The European Human Rights Law Review has just published a new issue (Issue 6, 2024). The issue contains one editorial, three research articles, three case comments and one book review. The articles focus on the topics of the construction of border walls and human rights, the living instrument doctrine of the ECtHR and the right to legal capacity of persons with dementia.
This is the table of contents:
* Kirsty Hughes, Stevie Martin and Stephanie Palmer, 'Northern Ireland, the Chagos Islands, and human rights developments and challenges in Westminster' (editorial)
* José Rogelio Gutiérrez Álvarez, 'Questioning the legality of border walls under international and regional human rights law' (research article)

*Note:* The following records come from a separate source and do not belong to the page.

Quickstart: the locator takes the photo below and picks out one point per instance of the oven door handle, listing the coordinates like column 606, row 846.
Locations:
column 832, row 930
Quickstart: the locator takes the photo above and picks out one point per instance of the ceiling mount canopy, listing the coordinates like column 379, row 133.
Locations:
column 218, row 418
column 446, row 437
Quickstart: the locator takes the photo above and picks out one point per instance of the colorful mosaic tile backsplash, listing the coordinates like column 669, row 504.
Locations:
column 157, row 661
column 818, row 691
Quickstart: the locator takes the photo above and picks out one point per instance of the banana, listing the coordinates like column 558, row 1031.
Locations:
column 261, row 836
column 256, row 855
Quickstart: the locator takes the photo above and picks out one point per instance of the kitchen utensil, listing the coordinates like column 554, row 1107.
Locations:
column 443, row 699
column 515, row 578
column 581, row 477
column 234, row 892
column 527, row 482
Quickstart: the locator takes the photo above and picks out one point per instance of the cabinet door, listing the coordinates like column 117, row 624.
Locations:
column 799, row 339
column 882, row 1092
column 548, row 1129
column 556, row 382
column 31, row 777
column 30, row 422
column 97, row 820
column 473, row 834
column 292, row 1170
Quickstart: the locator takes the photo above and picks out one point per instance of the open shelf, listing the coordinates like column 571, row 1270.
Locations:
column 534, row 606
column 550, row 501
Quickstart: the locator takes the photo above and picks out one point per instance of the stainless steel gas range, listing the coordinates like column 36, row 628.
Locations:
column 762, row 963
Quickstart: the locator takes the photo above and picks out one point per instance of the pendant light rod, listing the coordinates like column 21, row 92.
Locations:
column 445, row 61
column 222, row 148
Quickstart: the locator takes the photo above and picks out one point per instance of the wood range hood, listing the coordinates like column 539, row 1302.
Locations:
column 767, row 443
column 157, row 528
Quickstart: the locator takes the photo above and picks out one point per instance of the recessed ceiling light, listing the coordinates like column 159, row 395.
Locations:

* Konrad Ksiazek, 'The living instrument doctrine and effectiveness of human rights' (research article)
* Fiore Schuthof, 'Forget me not: the human right to legal capacity of persons with dementia' (research article)
* Veronica Botticelli, 'Beyond the divide: the human rights cost of borderisation in the ECtHR's Georgia v Russia (IV) merits judgment (case comments)
* Adam Ploszka, 'One step forward, two steps back: the European Court of Human Rights' approach to the criminalisation of begging' (case comments)
* Mattia Pinto, 'Do sex workers have a right to have rights? Let the state decide and criminalise, says the European Court of Human Rights' (case comments)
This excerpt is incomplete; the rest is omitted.